Convex Analysis of Mixtures for Separating Non-negative Well-grounded Sources

Blind source separation (BSS) has proven to be a powerful and widely-applicable tool for the analysis and interpretation of composite patterns in engineering and science. Most BSS algorithms aim to find a matrix factorization of data under certain assumptions (e.g., source independence or solution sparsity) which may be invalid for real-world BSS problems. We introduce Convex Analysis of Mixtures (CAM) for separating non-negative well-grounded sources. Based on a geometrical latent variable model, CAM learns the mixing matrix by identifying the lateral edges of the convex data scatter plot.
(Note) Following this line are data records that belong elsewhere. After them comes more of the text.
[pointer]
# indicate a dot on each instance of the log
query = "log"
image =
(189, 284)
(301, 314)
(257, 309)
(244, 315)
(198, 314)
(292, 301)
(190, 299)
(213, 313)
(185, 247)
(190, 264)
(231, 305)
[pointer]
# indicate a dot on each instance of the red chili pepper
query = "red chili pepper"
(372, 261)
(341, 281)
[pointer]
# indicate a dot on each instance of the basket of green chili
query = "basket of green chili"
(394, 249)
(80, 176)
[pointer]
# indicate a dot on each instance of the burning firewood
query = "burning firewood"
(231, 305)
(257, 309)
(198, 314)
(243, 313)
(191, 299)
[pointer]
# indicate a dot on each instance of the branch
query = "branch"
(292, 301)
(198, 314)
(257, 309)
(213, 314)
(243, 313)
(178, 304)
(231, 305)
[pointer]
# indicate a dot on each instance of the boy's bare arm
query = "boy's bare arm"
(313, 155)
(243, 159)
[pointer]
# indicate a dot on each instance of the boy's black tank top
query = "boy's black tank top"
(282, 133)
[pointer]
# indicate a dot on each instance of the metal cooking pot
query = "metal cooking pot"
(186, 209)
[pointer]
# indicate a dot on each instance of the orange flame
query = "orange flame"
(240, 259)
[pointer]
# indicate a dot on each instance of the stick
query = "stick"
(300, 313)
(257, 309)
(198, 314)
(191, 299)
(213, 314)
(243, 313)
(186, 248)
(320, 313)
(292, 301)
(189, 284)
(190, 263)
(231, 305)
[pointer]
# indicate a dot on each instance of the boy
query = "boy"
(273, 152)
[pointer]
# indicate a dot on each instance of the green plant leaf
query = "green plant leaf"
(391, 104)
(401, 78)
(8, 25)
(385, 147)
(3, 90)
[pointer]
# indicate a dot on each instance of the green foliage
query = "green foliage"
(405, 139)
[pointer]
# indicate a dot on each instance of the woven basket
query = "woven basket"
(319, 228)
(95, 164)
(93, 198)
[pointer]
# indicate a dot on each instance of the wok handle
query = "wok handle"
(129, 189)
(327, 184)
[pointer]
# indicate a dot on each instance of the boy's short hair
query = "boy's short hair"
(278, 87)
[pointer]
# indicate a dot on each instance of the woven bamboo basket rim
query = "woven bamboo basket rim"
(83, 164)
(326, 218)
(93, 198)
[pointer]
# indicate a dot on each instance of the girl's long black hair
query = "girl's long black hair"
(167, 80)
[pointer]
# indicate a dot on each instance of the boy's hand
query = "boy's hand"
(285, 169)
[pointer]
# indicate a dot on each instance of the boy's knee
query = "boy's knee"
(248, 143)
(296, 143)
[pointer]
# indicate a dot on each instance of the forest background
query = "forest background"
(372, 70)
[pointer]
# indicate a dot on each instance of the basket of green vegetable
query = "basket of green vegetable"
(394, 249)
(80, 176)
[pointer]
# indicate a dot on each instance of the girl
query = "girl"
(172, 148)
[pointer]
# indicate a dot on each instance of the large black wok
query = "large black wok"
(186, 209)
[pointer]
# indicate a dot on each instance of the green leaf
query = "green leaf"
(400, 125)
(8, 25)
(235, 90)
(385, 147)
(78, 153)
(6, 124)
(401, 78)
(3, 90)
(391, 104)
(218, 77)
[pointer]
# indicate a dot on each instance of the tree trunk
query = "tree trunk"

The algorithm is supported theoretically by a well-grounded mathematical framework and practically by plug-in noise filtering using sector-based clustering, an efficient convex analysis scheme, and stability-based model selection. We demonstrate the principle of CAM on simulated data and numerically mixed images. The superior performance of CAM against a panel of benchmark BSS techniques is demonstrated on numerically mixed real gene expression data. We then apply CAM to dissect dynamic contrast-enhanced magnetic resonance imaging data taken from breast cancer tumors, identifying vascular compartments with distinct pharmacokinetics and revealing characteristic intratumor vascular heterogeneity. We also apply CAM to time-course microarray gene expression data derived from in-vivo muscle regeneration in mice, observing a biologically plausible pathway decomposition that reveals the expected dynamics of relevant biological processes.